The concert, also using the Lyons Opera Orchestra under conductor Riccardo Minasi, but without the chorus and supporting soloists, was predictably a triumph. The programme was tracks 1 to 6 and part of track 10 (alas, we were only given the final cabaletta despite the billing of “Final Scene”) with respite for Ms DiDonato in the form of Sinfonias to Elisabetta, regina d'Inghilterra, Norma and Alzira and Ballabile III from Le siege de Corinthe. As encores we were given Elena's final aria from La donna del lago (a deliberate and apt choice given that the concert was just a week after the referendum vote on Scottish independence and that it includes a plea for peace) and a second hearing of the final cabaletta from Zelmira.
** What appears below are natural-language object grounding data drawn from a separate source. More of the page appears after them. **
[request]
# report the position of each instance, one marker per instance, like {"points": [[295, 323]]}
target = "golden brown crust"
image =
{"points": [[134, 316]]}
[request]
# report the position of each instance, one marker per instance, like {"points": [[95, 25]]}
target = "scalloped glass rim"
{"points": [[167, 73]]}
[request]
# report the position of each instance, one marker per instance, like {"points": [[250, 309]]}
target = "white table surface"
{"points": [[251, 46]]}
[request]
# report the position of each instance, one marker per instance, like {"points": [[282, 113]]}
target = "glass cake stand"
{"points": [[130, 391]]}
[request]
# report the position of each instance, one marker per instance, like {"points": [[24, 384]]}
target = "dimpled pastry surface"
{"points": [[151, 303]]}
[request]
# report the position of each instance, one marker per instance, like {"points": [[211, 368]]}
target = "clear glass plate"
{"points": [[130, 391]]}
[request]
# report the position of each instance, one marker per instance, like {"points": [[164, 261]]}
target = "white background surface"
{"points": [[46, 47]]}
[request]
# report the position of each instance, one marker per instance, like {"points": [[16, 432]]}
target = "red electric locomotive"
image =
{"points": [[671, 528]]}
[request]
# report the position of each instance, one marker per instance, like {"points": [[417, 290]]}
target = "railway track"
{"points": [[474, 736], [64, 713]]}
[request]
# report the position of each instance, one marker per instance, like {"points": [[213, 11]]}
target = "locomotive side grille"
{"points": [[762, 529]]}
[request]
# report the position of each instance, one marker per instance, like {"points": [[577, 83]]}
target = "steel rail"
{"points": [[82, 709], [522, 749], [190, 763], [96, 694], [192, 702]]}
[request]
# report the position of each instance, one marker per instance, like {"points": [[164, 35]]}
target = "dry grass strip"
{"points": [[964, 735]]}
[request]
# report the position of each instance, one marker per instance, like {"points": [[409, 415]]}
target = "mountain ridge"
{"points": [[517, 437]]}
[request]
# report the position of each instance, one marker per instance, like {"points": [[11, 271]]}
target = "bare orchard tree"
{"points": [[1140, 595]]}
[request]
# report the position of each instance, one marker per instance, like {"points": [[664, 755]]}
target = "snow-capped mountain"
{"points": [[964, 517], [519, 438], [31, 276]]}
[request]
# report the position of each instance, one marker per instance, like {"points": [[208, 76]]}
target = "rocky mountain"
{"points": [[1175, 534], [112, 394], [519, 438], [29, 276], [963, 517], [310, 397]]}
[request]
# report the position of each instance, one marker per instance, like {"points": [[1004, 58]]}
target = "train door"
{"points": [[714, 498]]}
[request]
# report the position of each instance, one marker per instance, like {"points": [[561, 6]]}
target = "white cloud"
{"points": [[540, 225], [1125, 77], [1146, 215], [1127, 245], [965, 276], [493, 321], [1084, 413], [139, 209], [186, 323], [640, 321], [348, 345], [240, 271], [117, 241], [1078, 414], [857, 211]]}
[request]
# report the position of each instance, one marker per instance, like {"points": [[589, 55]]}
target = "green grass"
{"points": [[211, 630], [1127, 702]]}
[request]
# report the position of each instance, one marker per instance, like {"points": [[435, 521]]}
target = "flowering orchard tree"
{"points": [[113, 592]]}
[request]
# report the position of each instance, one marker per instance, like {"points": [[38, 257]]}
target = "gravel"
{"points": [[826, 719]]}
The glockenspiel (substituting for a glass armonica) was itself replaced by a flute in the aria from Elisabetta al castello di Kenilworth, though no-one seems to have alerted the writer of the programme notes, who also attributed Giunia's prayer in La vestale to Emilia. The Barbican acoustic, at least in the upper reaches of the hall, is not terribly friendly to voices. At times DiDonato's voice was submerged beneath the orchestra and coloratura at this pace tends to be smoothed out – paradoxically, slower bravura would have sounded more virtuosic where I was sitting. Not surprisingly her performances were very much as on the CD. The doubts I expressed above about some tempi being too slow apply to two of the pieces that didn't make it onto the recital programme, and the staccato chromatic scales in the Stella di Napoli excerpt were less exaggerated in the large hall.
DiDonato, on this showing, is a very “still” recitalist, with arms kept by her side, gesture and movement largely eliminated. Her conductor made up for that in spades, leaping around, dancing, gesturing grandly. I may be wrong but I have a feeling the orchestra just got on with things regardless. Still, he and they followed the diva faithfully. In the orchestral pieces there was some mannered phrasing. Still, he deserves our thanks for the work done bringing such rare repertoire back to life. I was wrong to think that the end of the Stella piece might be “played with” to avoid premature applause. DiDonato remained still and no-one clapped too soon. . Maybe everyone has already bought the CD? And just in case there is anyone interested in such trivia, the good news is that her gowns (there was one for each half) and hairstyle were not those of the CD cover. A great evening, rapturously received.